The Murderers Are Among Us

As the first feature film produced after the Second World War, Die Mörder sind unter uns (1945) provides bone-chilling insight into the processes of healing and reconciliation after the horrors of the Third Reich. The film consciously breaks from the popular style of the Nazi and prewar eras. Certainly, it borrows from the styles of the German expressionists in its dark themes and its use of light to accentuate the characters emotions, but certain extreme camera angles and bright settings represent a clear break from the kind of film that had been popular up until this point.
The sets are all real scenes of destruction, imagined while the destruction was still taking place. The director, Wolfgang Staudte, was motivated to write the script during the final weeks of the war, while the Nazis still held power and could have punished him, had his manuscripts been uncovered. At the end of the war, he presented his ideas to the occupying forces and was accepted by Soviet officials. They made him make a few changes. For instance, the film was originally entitled “The Man I Want to Kill” to describe the male character’s intentions and Soviet officials feared an outbreak of vigilantism.

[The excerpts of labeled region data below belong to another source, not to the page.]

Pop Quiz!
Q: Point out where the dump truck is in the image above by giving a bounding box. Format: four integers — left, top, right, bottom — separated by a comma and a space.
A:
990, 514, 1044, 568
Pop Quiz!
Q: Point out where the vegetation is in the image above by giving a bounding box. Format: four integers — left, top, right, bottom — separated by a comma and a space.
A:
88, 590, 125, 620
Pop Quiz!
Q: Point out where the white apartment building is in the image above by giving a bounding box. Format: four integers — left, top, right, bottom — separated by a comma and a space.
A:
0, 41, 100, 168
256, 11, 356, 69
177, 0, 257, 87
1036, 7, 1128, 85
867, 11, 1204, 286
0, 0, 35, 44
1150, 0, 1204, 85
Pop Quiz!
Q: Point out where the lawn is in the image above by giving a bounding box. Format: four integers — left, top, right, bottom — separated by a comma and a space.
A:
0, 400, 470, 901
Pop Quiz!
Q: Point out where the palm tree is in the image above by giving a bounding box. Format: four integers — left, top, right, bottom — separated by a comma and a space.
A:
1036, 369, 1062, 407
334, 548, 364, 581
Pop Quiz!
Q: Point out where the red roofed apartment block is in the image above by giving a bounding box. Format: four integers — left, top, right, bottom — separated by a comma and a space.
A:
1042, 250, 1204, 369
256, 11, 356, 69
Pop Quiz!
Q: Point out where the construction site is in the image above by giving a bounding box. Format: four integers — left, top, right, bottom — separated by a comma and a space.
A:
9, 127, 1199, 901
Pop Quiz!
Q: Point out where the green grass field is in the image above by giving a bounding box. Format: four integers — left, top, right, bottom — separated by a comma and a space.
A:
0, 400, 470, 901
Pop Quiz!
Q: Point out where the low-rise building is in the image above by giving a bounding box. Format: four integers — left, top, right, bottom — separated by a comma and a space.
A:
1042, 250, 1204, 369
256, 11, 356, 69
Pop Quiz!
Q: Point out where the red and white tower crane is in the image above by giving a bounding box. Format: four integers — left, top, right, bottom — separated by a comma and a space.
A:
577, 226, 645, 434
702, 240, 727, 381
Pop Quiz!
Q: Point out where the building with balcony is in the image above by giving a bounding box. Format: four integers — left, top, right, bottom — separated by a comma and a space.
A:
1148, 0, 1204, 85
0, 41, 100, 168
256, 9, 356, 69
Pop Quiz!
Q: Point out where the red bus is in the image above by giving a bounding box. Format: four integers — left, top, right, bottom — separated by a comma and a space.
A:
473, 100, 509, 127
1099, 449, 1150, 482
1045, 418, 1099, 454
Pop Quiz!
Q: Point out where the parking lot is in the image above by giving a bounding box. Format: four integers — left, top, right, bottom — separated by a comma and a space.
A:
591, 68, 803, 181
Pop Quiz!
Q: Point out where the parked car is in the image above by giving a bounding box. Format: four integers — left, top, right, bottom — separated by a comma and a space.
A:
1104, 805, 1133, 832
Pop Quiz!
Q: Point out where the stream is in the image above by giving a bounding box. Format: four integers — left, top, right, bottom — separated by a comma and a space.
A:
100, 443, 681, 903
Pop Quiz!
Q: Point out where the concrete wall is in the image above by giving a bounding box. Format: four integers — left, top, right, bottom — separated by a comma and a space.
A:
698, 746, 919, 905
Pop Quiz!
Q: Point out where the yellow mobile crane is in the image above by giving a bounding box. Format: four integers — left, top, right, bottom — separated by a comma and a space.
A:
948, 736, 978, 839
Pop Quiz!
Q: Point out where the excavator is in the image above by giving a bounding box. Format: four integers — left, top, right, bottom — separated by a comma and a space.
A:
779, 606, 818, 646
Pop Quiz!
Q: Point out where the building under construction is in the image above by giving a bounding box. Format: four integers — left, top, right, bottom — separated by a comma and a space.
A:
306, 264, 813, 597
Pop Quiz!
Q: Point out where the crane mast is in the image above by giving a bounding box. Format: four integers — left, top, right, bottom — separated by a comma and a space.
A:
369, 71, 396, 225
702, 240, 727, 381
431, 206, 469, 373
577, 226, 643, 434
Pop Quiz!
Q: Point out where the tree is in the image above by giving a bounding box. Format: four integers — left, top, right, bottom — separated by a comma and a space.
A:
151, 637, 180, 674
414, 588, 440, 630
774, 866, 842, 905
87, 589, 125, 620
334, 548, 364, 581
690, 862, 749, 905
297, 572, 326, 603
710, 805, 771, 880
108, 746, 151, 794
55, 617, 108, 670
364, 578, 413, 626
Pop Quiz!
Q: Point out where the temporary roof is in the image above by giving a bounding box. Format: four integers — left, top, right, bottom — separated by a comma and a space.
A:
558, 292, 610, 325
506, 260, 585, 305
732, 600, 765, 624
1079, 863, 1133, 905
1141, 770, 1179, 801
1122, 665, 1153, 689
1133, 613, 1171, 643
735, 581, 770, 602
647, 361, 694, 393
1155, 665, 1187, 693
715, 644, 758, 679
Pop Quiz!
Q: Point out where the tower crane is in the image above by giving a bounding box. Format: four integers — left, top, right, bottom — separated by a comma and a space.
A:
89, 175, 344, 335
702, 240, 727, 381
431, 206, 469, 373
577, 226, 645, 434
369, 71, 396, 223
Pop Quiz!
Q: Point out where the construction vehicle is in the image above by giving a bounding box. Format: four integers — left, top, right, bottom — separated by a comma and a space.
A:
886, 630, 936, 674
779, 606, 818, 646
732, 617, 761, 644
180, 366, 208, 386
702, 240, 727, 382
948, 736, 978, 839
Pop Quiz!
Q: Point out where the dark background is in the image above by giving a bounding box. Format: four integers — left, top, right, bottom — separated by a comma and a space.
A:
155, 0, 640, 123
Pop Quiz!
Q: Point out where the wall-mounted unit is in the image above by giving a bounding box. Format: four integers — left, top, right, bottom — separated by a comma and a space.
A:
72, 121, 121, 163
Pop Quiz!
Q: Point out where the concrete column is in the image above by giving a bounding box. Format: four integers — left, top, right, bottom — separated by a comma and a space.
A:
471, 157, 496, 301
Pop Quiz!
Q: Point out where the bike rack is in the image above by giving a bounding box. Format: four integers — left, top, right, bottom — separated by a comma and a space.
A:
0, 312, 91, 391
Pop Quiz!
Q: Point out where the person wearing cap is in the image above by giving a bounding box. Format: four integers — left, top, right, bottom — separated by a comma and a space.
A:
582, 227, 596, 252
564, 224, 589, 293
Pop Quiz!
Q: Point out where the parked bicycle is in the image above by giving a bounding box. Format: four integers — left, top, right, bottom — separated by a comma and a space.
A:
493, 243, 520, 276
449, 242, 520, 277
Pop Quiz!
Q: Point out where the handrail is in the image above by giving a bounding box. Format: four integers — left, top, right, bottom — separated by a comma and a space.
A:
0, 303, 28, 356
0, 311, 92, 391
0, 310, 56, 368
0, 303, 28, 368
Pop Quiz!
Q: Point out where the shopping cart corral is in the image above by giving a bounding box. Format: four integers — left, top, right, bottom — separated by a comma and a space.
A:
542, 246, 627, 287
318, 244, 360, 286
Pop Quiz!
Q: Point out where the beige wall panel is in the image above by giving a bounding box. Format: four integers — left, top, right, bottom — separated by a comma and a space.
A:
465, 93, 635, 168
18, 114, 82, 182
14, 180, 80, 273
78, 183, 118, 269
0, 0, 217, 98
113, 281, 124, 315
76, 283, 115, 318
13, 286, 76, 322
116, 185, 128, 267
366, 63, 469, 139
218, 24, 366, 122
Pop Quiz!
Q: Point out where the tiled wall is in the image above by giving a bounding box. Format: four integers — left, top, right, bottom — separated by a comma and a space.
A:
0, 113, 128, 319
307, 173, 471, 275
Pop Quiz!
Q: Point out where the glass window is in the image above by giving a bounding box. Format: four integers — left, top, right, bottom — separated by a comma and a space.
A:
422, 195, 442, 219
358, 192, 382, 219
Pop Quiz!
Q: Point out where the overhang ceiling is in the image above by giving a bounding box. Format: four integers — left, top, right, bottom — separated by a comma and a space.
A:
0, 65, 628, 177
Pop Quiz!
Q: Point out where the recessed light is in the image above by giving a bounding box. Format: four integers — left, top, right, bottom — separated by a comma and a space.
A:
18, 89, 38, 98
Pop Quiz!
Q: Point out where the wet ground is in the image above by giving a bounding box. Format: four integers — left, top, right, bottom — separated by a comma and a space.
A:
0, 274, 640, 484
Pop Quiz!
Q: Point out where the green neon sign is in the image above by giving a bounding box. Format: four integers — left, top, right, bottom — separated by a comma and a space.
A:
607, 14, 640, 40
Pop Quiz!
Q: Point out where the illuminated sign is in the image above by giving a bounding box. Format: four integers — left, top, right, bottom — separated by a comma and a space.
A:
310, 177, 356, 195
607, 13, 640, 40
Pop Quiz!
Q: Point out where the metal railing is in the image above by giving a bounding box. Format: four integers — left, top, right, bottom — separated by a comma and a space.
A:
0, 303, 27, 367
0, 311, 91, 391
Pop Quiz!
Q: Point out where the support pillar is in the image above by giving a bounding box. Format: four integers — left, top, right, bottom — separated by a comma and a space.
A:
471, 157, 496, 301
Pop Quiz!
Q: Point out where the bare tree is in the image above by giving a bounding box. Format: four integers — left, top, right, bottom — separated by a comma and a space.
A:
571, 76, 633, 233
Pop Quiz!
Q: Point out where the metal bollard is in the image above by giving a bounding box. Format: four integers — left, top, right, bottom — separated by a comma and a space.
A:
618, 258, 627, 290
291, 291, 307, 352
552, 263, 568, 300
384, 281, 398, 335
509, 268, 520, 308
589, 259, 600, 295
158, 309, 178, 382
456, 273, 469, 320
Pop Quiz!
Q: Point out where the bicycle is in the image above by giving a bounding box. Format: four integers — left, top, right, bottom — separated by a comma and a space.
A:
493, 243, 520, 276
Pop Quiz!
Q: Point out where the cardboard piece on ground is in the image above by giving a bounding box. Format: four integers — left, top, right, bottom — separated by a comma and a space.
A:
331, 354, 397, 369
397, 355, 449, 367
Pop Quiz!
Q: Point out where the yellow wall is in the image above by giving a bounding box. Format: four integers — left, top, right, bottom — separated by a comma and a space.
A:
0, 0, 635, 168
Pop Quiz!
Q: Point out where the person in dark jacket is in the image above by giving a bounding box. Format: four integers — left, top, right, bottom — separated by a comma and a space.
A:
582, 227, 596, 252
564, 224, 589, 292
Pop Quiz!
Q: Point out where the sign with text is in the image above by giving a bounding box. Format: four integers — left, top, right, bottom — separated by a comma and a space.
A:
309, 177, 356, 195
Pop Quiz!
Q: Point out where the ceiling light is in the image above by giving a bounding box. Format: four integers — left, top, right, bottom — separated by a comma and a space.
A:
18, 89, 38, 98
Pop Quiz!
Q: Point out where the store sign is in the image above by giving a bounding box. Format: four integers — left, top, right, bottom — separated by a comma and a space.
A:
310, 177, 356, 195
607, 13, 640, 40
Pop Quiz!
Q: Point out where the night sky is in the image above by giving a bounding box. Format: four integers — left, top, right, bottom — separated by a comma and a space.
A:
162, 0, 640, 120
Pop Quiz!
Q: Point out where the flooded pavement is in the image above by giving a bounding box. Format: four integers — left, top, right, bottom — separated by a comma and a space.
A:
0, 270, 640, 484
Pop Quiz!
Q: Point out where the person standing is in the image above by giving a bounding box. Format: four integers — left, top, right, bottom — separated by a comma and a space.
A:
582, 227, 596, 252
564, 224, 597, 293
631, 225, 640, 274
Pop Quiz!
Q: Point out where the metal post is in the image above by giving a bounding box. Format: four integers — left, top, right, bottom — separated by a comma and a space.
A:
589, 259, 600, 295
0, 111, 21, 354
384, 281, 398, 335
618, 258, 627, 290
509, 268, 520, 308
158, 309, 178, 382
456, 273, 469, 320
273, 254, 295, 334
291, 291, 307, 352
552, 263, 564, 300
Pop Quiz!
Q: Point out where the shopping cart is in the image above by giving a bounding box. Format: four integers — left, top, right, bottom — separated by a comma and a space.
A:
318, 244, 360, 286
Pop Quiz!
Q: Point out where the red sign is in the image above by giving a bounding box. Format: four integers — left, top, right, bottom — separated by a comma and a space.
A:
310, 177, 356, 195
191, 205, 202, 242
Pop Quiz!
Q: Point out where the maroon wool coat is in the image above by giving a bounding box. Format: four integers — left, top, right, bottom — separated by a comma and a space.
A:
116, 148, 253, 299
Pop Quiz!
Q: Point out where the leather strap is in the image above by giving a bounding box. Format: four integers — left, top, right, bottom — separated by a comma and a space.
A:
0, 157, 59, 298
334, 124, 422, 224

The film is set in 1945. The protagonist, Susanne Wallner returns from the concentration camps to her apartment in Berlin to find it occupied by the veteran surgeon Mertens, who drinks to cope with his own traumatic experiences. They decide to share the space and Susanne helps Mertens to regain some sense of his former self, until he meets Bruckner. Bruckner represses his conscience, apparently having no qualms about whether he is turning army helmets in to kitchenware or the other way around. Mertens cannot handle Bruckner’s attitudes. Come Christmas, Mertens feels he must seek atonement for the lives he destroyed under Bruckner’s orders during the war. Bruckner is a war criminal, and with Susanne’s help, Mertens realizes that Buckner should face the postwar tribunals.